More on my "dumb" code inspection method in comment 14:
The structure of s_mp_redc in mpmontg.c is very similar to
s_mp_mul_mont.  When we understand this bug in
s_mp_mul_mont, we should check if s_mp_redc has the
same bug.
It seems that because of this second for loop in s_mp_mul_mont:

153   if (usedb < MP_USED(&mmm->N)) {
154     for (usedb = MP_USED(&mmm->N); ib < usedb; ++ib ) {
155       m_i = MP_DIGIT(c, ib) * mmm->n0prime;
156       s_mp_mul_d_add_offset(&mmm->N, m_i, c, ib);
157     }
158   }

'c' needs to have at least twice the number of digits of mmm->N.
So the formula for the initial value of 'ib' that Konstantin changed
should contain, ignoring the "+ 2",
    MP_USED(&mmm->N) + MP_MAX(MP_USED(b), MP_USED(&mmm->N))
rather than
    MP_USED(a) + MP_MAX(MP_USED(b), MP_USED(&mmm->N))

Perhaps the "+ 2" is actually more than necessary, so it
can compensate for the difference between MP_USED(a)
and MP_USED(&mmm->N) sometimes.  Perhaps 'a' and 'b'
usually have the same number of digits as mmm->N.
(In reply to comment #14)

> 2. It seems OK for 'ib' to be larger than necessary because
> the effect is that 'c' will have more leading zero digits, which
> will be removed by the s_mp_clamp call at the end of the
> s_mp_mul_mont function.

I agree with this.

> I hope Douglas or Nelson, who is more familiar with the
> MPI code, will have better luck tracking this down.

I'm not too familiar with the Montgomery multiplication code here, so my inspection will be no better than yours.

(In reply to comment #16)

> 'c' needs to have at least twice the number of digits of mmm->N.
> So the formula for the initial value of 'ib' that Konstantin changed
> should contain, ignoring the "+ 2",
>     MP_USED(&mmm->N) + MP_MAX(MP_USED(b), MP_USED(&mmm->N))
> rather than
>     MP_USED(a) + MP_MAX(MP_USED(b), MP_USED(&mmm->N))
> 
> Perhaps the "+ 2" is actually more than necessary, so it
> can compensate for the difference between MP_USED(a)
> and MP_USED(&mmm->N) sometimes.  Perhaps 'a' and 'b'
> usually have the same number of digits as mmm->N.

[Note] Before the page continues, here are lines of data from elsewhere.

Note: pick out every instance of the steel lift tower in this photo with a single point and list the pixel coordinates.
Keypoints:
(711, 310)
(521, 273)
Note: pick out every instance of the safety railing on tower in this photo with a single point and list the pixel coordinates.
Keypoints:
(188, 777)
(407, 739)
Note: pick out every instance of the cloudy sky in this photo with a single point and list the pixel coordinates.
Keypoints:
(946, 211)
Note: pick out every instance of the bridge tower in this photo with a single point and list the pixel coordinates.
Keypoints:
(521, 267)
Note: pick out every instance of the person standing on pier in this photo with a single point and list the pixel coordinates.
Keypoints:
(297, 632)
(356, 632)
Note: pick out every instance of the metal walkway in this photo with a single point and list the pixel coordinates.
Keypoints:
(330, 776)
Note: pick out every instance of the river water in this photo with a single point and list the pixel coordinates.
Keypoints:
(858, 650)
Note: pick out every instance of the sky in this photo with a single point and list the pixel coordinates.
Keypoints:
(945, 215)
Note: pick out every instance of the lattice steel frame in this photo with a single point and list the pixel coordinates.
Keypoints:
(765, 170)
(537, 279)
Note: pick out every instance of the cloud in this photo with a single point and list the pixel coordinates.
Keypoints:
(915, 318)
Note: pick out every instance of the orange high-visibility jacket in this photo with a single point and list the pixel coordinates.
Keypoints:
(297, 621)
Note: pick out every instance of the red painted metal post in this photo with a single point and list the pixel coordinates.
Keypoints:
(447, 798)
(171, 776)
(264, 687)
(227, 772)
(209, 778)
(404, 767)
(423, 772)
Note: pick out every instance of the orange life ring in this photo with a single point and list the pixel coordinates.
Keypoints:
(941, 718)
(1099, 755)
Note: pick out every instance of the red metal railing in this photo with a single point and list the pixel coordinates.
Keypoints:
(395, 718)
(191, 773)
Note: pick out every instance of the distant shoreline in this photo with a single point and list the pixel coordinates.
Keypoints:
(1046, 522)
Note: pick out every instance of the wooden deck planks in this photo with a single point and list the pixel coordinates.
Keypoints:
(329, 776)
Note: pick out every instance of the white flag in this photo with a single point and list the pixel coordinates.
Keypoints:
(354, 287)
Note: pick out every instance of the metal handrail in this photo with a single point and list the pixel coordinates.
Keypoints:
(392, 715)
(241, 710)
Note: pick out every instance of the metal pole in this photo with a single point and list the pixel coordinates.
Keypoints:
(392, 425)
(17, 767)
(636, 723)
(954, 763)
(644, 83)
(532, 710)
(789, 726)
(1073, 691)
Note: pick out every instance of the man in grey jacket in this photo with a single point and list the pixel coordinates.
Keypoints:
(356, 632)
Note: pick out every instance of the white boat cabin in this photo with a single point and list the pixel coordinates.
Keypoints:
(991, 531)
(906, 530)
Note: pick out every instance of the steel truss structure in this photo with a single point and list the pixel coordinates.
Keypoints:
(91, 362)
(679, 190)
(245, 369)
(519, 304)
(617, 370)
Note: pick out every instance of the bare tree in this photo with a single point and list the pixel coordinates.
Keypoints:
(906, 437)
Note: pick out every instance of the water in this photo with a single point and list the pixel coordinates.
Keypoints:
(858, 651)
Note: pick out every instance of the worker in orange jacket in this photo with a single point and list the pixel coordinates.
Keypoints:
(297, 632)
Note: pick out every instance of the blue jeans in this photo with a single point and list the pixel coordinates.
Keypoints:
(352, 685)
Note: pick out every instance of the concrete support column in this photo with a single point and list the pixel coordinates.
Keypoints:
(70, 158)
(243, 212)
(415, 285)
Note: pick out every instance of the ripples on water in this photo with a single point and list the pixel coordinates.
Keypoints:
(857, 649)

I would be hesitant to assume that a and b are already reduced to the same number of digits as mmm->N.  So to be on the safe side I would go with
     MP_MAX(MP_USED(a), MP_USED(&mmm->N)) + MP_MAX(MP_USED(b), MP_USED(&mmm->N))

But as for Konstantin's original observation, regarding what number should be added to this (+ 2, + 3, ...?) I have no intuition whatsoever.  My intuition tells me that the line above should in fact be sufficient.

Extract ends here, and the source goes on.